Quid de la taxation des dividendes ?
Concernant l'article 9 de Loi de finance, qui avait principalement pour objet de taxer les dividendes au barème de l'impôt sur le revenu, les Sages du Conseil n'ont pas considéré cette proposition contraire à la Constitution. Néanmoins, ils ont fait valoir le principe de non rétroactivité juridique pour les personnes s'étant déjà acquitée de l'impôt dans le cadre du prélèvement libératoire. Le Sages ont assez logiquement fait valoir que : la décision "ne pourra s'appliquer rétroactivement aux personnes qui, soumises au prélèvement libératoire, se sont en 2012, en application de la loi, déjà acquittées de l'impôt".
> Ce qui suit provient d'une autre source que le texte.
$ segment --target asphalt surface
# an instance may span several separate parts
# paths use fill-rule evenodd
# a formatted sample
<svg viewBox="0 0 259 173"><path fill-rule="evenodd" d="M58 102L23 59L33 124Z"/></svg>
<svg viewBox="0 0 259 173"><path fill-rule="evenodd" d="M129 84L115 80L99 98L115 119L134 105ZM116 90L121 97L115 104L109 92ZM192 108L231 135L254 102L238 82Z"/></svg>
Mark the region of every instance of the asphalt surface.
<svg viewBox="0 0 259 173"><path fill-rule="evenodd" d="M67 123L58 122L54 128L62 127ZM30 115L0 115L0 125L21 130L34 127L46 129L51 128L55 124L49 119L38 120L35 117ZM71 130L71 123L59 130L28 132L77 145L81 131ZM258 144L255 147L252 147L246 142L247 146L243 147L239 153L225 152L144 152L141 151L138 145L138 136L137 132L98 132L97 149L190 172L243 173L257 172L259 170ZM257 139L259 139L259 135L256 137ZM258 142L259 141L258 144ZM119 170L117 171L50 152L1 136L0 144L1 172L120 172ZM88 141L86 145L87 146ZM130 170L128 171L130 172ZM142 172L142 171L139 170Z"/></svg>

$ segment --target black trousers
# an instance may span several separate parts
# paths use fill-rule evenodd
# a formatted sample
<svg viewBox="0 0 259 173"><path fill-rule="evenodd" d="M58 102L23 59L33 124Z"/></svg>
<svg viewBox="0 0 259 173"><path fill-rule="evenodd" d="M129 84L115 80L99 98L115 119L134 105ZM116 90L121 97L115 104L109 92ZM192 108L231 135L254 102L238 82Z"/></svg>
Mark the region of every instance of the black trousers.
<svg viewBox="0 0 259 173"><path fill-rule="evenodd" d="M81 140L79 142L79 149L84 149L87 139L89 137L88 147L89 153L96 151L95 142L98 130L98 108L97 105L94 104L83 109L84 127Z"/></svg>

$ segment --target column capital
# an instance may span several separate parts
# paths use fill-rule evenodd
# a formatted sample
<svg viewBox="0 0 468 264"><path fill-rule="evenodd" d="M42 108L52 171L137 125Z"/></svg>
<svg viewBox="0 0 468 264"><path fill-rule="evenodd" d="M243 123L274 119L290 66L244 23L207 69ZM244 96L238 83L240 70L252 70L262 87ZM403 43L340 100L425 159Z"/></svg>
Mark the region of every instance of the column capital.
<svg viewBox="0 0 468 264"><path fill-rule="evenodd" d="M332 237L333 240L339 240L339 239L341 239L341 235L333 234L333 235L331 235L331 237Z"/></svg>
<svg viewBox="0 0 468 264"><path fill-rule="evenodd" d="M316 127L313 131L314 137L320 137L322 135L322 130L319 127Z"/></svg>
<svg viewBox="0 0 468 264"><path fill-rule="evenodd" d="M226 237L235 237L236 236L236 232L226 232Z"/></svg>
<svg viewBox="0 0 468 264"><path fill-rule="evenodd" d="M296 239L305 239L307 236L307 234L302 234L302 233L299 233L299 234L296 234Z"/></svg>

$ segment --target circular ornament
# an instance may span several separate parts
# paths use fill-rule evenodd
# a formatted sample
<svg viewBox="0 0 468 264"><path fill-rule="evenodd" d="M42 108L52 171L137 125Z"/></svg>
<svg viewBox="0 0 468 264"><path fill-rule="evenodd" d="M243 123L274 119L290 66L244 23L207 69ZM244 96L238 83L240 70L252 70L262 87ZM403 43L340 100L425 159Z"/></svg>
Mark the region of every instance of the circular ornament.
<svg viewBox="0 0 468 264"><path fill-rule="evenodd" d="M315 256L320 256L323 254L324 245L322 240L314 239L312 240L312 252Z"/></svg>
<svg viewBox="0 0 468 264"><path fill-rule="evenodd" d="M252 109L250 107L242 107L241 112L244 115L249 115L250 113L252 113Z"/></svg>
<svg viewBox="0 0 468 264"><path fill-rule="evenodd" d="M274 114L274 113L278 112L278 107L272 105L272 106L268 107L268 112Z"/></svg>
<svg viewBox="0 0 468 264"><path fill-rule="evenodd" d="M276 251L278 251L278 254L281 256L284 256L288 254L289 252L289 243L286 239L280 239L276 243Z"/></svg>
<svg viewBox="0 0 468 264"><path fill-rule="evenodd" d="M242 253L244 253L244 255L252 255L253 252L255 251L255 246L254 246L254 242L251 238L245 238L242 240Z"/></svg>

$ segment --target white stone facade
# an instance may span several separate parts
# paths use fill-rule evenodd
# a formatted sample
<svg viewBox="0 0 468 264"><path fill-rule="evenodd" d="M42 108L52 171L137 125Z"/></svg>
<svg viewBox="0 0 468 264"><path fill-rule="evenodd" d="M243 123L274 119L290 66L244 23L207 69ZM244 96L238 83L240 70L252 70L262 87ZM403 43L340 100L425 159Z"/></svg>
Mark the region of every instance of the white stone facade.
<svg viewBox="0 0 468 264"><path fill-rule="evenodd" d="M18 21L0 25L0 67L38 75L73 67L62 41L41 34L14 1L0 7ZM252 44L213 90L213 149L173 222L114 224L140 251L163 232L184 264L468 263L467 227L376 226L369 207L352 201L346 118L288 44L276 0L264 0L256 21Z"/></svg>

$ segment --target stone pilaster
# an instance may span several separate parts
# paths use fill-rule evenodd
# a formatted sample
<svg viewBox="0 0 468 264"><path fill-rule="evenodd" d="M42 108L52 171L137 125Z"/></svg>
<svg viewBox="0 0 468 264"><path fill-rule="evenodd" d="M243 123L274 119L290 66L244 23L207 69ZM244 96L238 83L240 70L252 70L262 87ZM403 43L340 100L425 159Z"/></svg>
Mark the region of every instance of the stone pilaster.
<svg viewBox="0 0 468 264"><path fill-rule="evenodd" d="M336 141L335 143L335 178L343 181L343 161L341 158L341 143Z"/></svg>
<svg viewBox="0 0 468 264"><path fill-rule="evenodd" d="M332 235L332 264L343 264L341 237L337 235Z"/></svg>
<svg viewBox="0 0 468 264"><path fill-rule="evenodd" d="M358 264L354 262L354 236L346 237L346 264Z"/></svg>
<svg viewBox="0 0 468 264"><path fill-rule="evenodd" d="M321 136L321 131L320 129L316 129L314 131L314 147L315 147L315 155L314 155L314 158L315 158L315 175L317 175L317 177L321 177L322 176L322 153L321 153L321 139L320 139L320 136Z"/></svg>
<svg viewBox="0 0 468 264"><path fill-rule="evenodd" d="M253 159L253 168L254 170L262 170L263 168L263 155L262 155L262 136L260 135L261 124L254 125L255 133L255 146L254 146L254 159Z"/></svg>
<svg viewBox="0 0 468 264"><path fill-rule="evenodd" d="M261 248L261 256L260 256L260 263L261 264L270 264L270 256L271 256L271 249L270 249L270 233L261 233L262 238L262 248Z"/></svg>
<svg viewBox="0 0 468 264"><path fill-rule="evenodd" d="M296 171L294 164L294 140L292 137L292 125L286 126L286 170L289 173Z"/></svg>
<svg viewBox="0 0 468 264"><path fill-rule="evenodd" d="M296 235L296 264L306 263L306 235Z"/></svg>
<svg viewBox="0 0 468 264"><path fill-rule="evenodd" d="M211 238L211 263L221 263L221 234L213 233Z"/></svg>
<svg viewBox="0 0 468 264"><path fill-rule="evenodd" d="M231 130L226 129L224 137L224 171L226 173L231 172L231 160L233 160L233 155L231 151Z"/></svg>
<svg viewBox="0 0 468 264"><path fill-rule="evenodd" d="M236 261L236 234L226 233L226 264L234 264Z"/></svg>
Fiscalité des plus-values de cession de valeurs mobilières et de droits sociaux
Concernant les plus-values de cession de valeurs mobilières et de droits sociaux, la Loi de finance instaure deux régimes en fonction du domaine d'activité de la société dont les titres sont cédés, de la durée de détention de ces titres, de la proportion de ces titres dans les droits de vote. Cet article a été jugé conforme à la Constitution. Par conséquent dans un cas, un régime de prélèvement libératoire à 19% demeure. Dans l'autre cas, l'imposition est opérée au barème de l'impôt sur le revenu.

Fiscalité des plus-values de cession de titres de participation
Les articles 22 à 24 de la Loi de finance modifient la fiscalité sur les plus-values de cession de titres de participation. Ils modifient aussi le régime de déductibilité des charges financières du résultat imposable des sociétés soumises à l'impôt sur les sociétés et le mécanisme de report des déficits des sociétés soumises à l'impôt sur les sociétés. Considérant que ces trois articles s'appliquent aux impositions dues au titre de 2012, le Conseil constitutionnel a validé le choix du législateur.

Taxe sur la réserve de capitalisation des sociétés d'assurance
Enfin, le Conseil constitutionnel a approuvé l'article 25 de la loi, qui crée une contribution complémentaire à la taxe exceptionnelle sur la réserve de capitalisation des sociétés d'assurance.